The Longue Durée of Housing Justice

In the current global moment, marked by deepening uncertainty, intensified financialisation, and rising authoritarianism, it is crucial to reflect on the temporality of housing struggles themselves. As Olufemi (2021) reminds us in her reflections on experimentation and tactics, the pursuit of justice demands ‘tactical patience’: the capacity to endure, to improvise, and to persist even when progress feels imperceptible. The long work of housing justice, then, is not defined by its speed but by its perseverance and its ability to hold open the possibility of transformation in the midst of exhaustion.

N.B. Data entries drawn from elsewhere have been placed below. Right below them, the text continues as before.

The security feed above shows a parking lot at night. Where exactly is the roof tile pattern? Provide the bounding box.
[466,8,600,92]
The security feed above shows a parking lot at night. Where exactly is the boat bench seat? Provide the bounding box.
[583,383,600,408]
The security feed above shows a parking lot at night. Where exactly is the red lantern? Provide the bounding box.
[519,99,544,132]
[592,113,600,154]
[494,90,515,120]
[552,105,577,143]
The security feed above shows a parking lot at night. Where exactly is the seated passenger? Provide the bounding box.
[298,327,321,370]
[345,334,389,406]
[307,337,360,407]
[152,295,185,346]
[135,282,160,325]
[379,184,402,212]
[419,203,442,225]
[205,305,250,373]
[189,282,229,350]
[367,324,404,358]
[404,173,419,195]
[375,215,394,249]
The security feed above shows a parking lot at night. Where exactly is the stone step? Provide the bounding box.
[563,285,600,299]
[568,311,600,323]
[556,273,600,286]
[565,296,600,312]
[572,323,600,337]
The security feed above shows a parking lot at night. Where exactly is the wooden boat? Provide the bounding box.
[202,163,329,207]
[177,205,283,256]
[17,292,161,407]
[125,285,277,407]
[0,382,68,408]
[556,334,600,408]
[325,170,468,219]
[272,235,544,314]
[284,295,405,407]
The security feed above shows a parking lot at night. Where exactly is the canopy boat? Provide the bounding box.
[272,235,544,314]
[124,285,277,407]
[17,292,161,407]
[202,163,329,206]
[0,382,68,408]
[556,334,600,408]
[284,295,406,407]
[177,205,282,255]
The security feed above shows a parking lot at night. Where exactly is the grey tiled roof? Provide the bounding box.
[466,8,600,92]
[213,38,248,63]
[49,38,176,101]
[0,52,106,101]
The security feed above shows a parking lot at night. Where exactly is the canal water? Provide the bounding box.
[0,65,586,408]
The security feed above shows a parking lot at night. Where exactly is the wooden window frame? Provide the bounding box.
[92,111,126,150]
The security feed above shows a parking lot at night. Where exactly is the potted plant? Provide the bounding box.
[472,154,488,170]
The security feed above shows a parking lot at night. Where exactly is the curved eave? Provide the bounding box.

This issue invites readers to consider housing justice as both a spatial and temporal project. Its contributors engage with different manifestations of this long struggle: from protest and legal documentation to solidarity networks, artistic practices, and collaborative research. Together, they show that justice is not a fixed achievement but a process continually remade across different sites and scales. Publishing work that ‘speaks from below’ remains vital to this collective effort. It keeps the realities of dispossession and inequality at the centre of scholarly and public debate, while opening space for alternative formulations of rights, ownership, and belonging. By foregrounding the intertwined spatial and temporal dimensions of these struggles, we aim to sustain a conversation about the endurance, creativity, and hope that define the longue durée of housing justice.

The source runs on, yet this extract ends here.